Note that composite track subtracks are not valid track_name values. To find the symbolic name of a composite track, look in the tableName field in the trackDb table, or mouseover the track name in the track control section. It is not possible to display only a subset of the subtracks at this time.

• position <position> - Determines the part of the genome that the Genome Browser will initially open to, in chromosome:start-end format.
• hide all - Hides all annotation tracks except for those listed in the custom track file.
• hide <track_name(s)> - Hides the listed tracks. Multiple track names should be space-separated.
• dense all - Displays all tracks in dense mode. NOTE: Use the "all" option cautiously. If the browser display includes a large number of tracks or a large position range, this option may overload your browser's resources and cause an error or timeout.
• dense <track_name(s)> - Displays the specified tracks in dense mode. Symbolic names must be used. Multiple track names should be space-separated.
• pack all - Displays all tracks in pack mode. See NOTE for "dense all".
• pack <track_name(s)> - Displays the specified tracks in pack mode. Symbolic names must be used. Multiple track names should be space-separated.
• squish all - Displays all tracks in squish mode. See NOTE for "dense all".
• squish <track_name(s)> - Displays the specified tracks in squish mode. Symbolic names must be used. Multiple track names should be space-separated.
• full all - Displays all tracks in full mode. See NOTE for "dense all".
• full <track_name(s)> - Displays the specified tracks in full mode. Symbolic names must be used. Multiple track names should be space-separated.

Note that the Genome Browser will open to the range defined in the Gateway page position or search term box or the position saved as the default unless the browser line position attribute is defined in the annotation file. Although this attribute is optional, it's recommended that you set this value in your annotation file to ensure that the track will appear in the display range when it is uploaded into the Genome Browser.

Track lines define the display attributes for all lines in an annotation data set. If more than one data set is included in the annotation file, each group of data must be preceded by a track line that describes the display characteristics for that set of data. A track line begins with the word track, followed by one or more attribute=value pairs. Unlike browser lines - in which each attribute is defined on a separate line - all of the track attributes for a given set of data are listed on one line with no line breaks. The inadvertent insertion of a line break into a track line will generate an error when you attempt to upload the annotation track into the Genome Browser.
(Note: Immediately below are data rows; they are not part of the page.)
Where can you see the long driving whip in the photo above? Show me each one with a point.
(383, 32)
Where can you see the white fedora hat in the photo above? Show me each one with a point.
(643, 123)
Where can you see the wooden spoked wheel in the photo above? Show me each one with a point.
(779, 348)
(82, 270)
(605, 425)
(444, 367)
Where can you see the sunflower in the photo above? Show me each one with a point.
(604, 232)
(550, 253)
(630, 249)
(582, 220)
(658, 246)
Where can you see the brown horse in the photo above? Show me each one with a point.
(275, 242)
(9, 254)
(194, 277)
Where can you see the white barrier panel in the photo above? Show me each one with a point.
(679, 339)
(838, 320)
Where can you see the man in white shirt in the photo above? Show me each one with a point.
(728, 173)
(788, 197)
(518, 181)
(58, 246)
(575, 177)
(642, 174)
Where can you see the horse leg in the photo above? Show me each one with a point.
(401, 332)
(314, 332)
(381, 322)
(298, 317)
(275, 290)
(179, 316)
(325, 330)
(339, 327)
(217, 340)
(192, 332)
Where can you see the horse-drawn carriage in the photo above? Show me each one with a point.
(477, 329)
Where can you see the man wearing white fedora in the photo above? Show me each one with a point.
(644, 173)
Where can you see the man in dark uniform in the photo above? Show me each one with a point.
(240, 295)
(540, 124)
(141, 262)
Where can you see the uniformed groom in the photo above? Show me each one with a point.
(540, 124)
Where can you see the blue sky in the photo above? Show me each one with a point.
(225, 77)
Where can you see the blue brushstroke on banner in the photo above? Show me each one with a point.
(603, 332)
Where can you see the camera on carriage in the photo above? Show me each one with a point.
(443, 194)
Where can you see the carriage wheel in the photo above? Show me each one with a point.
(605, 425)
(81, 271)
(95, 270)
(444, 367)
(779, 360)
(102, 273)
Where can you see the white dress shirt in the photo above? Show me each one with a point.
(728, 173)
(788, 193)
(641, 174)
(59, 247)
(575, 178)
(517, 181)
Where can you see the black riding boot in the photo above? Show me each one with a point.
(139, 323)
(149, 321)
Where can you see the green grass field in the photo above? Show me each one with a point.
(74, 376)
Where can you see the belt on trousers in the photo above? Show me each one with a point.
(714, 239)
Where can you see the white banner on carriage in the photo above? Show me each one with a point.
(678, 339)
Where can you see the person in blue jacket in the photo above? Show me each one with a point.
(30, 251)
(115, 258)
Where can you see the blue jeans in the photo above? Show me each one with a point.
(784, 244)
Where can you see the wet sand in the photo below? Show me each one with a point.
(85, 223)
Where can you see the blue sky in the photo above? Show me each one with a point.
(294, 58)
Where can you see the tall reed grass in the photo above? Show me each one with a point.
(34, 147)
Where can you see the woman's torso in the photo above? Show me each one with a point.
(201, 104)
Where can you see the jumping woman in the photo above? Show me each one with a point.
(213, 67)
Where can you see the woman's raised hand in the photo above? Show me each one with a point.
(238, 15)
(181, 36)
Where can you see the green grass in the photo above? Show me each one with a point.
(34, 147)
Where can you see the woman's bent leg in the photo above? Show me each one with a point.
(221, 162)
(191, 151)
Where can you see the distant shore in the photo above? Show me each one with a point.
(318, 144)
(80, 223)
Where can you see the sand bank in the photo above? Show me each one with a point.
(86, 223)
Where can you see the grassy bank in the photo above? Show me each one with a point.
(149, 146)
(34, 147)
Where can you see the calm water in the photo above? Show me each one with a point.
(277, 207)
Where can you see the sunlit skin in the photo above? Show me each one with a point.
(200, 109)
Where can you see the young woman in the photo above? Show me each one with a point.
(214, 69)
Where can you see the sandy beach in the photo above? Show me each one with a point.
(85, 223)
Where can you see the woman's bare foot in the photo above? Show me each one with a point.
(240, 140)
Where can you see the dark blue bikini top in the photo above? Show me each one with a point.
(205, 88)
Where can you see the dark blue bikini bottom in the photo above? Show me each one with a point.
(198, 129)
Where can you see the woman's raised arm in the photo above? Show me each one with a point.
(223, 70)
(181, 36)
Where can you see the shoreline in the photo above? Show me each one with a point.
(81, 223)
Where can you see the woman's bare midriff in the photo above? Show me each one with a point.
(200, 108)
The following track line attribute=value pairs are defined in the Genome Browser:

• name=<track_label> - Defines the track label that will be displayed to the left of the track in the Genome Browser window, and also the label of the track control at the bottom of the screen. The name can consist of up to 15 characters, and must be enclosed in quotes if the text contains spaces. We recommend that the track_label be restricted to alpha-numeric characters and spaces to avoid potential parsing problems. The default value is "User Track".
• description=<center_label> - Defines the center label of the track in the Genome Browser window. The description can consist of up to 60 characters, and must be enclosed in quotes if the text contains spaces. The default value is "User Supplied Track".
• visibility=<display_mode> - Defines the initial display mode of the annotation track. Values for display_mode include: 0 - hide, 1 - dense, 2 - full, 3 - pack, and 4 - squish. The numerical values or the words can be used, i.e. full mode may be specified by "2" or "full". The default is "1".
• color=<RRR,GGG,BBB> - Defines the main color for the annotation track. The track color consists of three comma-separated RGB values from 0-255. The default value is 0,0,0 (black).
• itemRgb=On - If this attribute is present and is set to "On", the Genome Browser will use the RGB value shown in the itemRgb field in each data line of the associated BED track to determine the display color of the data on that line.
• useScore=<use_score> - If this attribute is present and is set to 1, the score field in each of the track's data lines will be used to determine the level of shading in which the data is displayed. The track will display in shades of gray unless the color attribute is set to 100,50,0 (shades of brown) or 0,60,120 (shades of blue). The default setting for useScore is "0".
• group=<group> - Defines the annotation track group in which the custom track will display in the Genome Browser window. By default, group is set to "user", which causes custom tracks to display at the top of the window.
• priority=<priority> - When the group attribute is set, defines the display position of the track relative to other tracks within the same group in the Genome Browser window. If group is not set, the priority attribute defines the track's order relative to other custom tracks displayed in the default group, "user".
• db=<UCSC_assembly_name> - When set, indicates the specific genome assembly for which the annotation data is intended; the custom track manager will display an error if a user attempts to load the track onto a different assembly. Any valid UCSC assembly ID may be used (eg. hg18, mm8, felCat1, etc.). The default setting is blank, allowing the custom track to be displayed on any assembly.
• offset=<offset> - Defines a number to be added to all coordinates in the annotation track. The default is "0".
• url=<external_url> - Defines a URL for an external link associated with this track. This URL will be used in the details page for the track. Any '$$' in this string this will be substituted with the item name. There is no default for this attribute.
• htmlUrl=<external_url> - Defines a URL for an HTML description page to be displayed with this track. There is no default for this attribute. A template for a standard format HTML track description is here.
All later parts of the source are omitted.